Yoani Sanchez contestata a Perugia la platea fischia i filocastristi - Repubblica.it
PERUGIA - Mario Calabresi, direttore de La Stampa ha appena finito la sua breve presentazione. Yoani Sanchez sta per prendere la parola. Una trentina di manifestanti filocastristi si impadronisce del palco con bandiere e volantini lanciati in aria.
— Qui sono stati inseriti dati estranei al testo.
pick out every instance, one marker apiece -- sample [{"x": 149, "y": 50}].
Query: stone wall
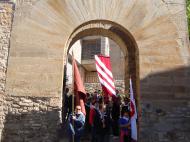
[
  {"x": 165, "y": 94},
  {"x": 6, "y": 14},
  {"x": 41, "y": 31}
]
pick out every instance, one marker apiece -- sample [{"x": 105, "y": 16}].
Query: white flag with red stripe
[
  {"x": 105, "y": 76},
  {"x": 133, "y": 114}
]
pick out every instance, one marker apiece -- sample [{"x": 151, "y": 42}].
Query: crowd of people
[{"x": 105, "y": 116}]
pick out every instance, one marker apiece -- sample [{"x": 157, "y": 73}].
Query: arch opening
[{"x": 125, "y": 41}]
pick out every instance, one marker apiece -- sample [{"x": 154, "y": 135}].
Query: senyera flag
[
  {"x": 105, "y": 76},
  {"x": 133, "y": 115},
  {"x": 79, "y": 90}
]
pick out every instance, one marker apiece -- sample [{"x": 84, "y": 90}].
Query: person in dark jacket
[
  {"x": 115, "y": 116},
  {"x": 78, "y": 128},
  {"x": 102, "y": 124}
]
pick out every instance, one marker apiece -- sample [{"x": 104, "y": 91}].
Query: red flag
[
  {"x": 105, "y": 76},
  {"x": 79, "y": 90},
  {"x": 133, "y": 114}
]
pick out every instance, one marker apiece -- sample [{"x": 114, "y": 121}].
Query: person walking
[{"x": 77, "y": 129}]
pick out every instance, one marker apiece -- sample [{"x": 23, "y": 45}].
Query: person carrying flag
[{"x": 78, "y": 128}]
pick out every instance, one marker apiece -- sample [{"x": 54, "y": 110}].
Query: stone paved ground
[{"x": 88, "y": 140}]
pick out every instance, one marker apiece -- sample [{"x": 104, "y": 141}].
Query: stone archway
[
  {"x": 40, "y": 38},
  {"x": 125, "y": 41}
]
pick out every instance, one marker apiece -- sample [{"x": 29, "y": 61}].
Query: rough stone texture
[
  {"x": 41, "y": 29},
  {"x": 6, "y": 13},
  {"x": 32, "y": 119}
]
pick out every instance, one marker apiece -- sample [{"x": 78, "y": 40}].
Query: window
[{"x": 90, "y": 48}]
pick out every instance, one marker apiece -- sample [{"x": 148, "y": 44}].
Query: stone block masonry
[
  {"x": 31, "y": 119},
  {"x": 6, "y": 14}
]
Da giorni, in uno dei pochi siti web locali, gli attivisti di AsiCuba Umbria lamentavano l'arrivo della popolarissima blogger cubana, accusandola di essere coccolata, accudita e ovviamente pagata dall'Occidente.
Dalle ali della Sala dei Notari gli anticastristi, originari di Cuba, gridavano a loro volta contro i manifestanti, rigorosamente umbri. Abbastanza pittoresca la loro uscita, dopo dieci buoni minuti di protesta, urla e invettive contro la Sanchez, rimasta seduta, protetta dai 194 centimetri di Calabresi, al canto di "Bella ciao".
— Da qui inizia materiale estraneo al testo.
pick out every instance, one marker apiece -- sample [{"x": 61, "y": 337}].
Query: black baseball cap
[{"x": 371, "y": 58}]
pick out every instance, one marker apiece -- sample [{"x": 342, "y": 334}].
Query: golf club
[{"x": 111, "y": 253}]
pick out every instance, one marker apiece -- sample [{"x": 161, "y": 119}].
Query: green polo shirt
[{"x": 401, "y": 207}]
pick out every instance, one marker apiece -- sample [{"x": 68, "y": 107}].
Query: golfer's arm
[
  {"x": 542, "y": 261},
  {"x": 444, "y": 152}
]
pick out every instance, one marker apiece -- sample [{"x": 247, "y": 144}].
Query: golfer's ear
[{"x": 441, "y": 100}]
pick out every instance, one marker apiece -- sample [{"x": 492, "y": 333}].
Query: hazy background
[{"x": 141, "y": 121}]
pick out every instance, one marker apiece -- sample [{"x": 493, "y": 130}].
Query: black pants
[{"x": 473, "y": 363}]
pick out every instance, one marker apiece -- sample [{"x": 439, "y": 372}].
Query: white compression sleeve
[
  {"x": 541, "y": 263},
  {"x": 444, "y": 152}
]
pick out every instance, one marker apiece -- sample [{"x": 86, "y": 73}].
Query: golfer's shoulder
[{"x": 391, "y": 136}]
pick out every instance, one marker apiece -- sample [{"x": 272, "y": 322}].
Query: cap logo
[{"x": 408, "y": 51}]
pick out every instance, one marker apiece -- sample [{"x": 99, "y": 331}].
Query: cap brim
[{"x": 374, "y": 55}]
Il commento a caldo di Yoani Sanchez è stato laconico: "Anche noi a Cuba vorremmo protestare come hanno fatto loro. E' bello vedere gente libera di manifestare e per questo li ringrazio. Le loro proteste rendono più alta la mia voce". Poi, a bassa voce, sussurra ai suoi amici: "Sono talmente abituata a queste manifestazioni che se non succede nulla finisce che mi annoio".
Un finale col botto, per il settimo Festival del Giornalismo, alla sua prima manifestazione contro, scoccata proprio nel primo giorno italiano della Sanchez. Una giovane donna che attraverso un blog, Generazione Y, una semplice finestra telematica, ha generato un violentissimo vortice di pensieri informazioni, polemiche. Nel 2008 il governo cubano ha messo un filtro per rendere invisibile il suo blog nell'isola, problema immediatamente aggirato da centinaia di amici che fanno rimbalzare i suoi messaggi attraverso tutte le porte possibili. Oggi il blog Generazione Y è inserito tra i 25 più influenti al mondo.
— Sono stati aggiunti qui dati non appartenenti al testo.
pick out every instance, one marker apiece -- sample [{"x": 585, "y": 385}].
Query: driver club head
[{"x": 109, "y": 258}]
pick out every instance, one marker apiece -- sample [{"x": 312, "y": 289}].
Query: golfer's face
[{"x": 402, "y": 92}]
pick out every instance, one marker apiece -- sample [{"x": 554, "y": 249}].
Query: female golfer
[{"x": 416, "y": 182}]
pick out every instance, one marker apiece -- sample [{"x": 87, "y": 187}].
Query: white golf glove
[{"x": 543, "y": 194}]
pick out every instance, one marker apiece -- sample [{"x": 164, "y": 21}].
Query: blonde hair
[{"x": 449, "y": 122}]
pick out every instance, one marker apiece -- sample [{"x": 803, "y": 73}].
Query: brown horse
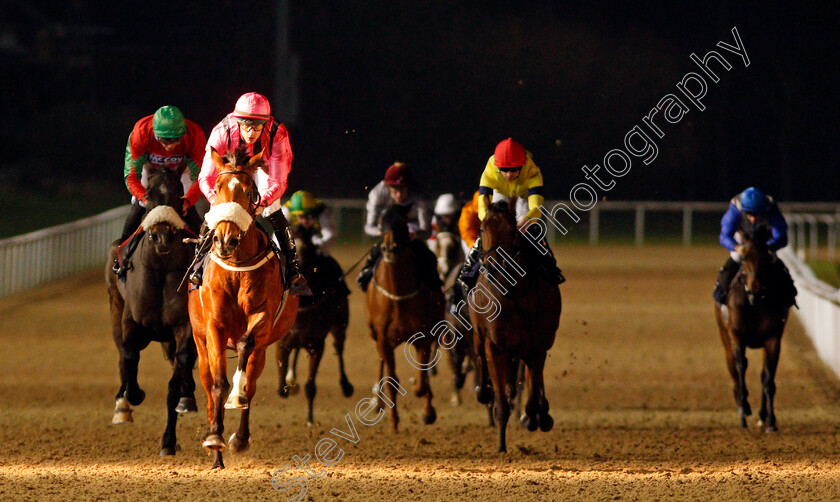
[
  {"x": 521, "y": 326},
  {"x": 326, "y": 311},
  {"x": 754, "y": 317},
  {"x": 148, "y": 306},
  {"x": 401, "y": 302},
  {"x": 241, "y": 304}
]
Una donna, la Sanchez, che ha voluto tornare a vivere nella sua Cuba, malgrado l'esilio di suo zio Adolfo Fernandez, fatto uscire dal carcere grazie al paziente lavoro diplomatico della Chiesa, malgrado il fatto che sua sorella se n'è andata tre anni fa, come tantissimi suoi amici e conoscenti. "Non riuscivo a vivere altrove. Ogni volta che mangiavo un piatto di carne pensavo alle privazioni dei miei concittadini, alla loro difficoltà di vivere che è la mia di ogni giorno. Io voglio essere utile al mio Paese e alla mia gente".
La Sanchez ha un figlio di 18 anni e vive al quattordicesimo piano di una casa con un ascensore malandato. Rivendica la sua battaglia contro l'inflessibile e granitico governo cubano ma lo fa raccontando le scene di vita quotidiana, dalla lavatrice che non funziona al mercato sotto casa. Decisiva la sua capacità tecnologica e la sua indole spiccatamente digitale in una robusta cultura classica, ribadita dalla sua laurea in Filologia. E, ovviamente, la sua qualità narrativa.
Su Raul Castro, Yoany Sanchez taglia corto: "Il suo è un peccato originale. Raul non è stato eletto, ha ereditato il potere per questioni di sangue, qualcosa di inimmaginabile nel terzo millennio".
Al termine qualche rigurgito di proteste, stavolta attraverso le domande dalla platea. Ma il pubblico è per lei. E sarà difficile zittire la sua voce.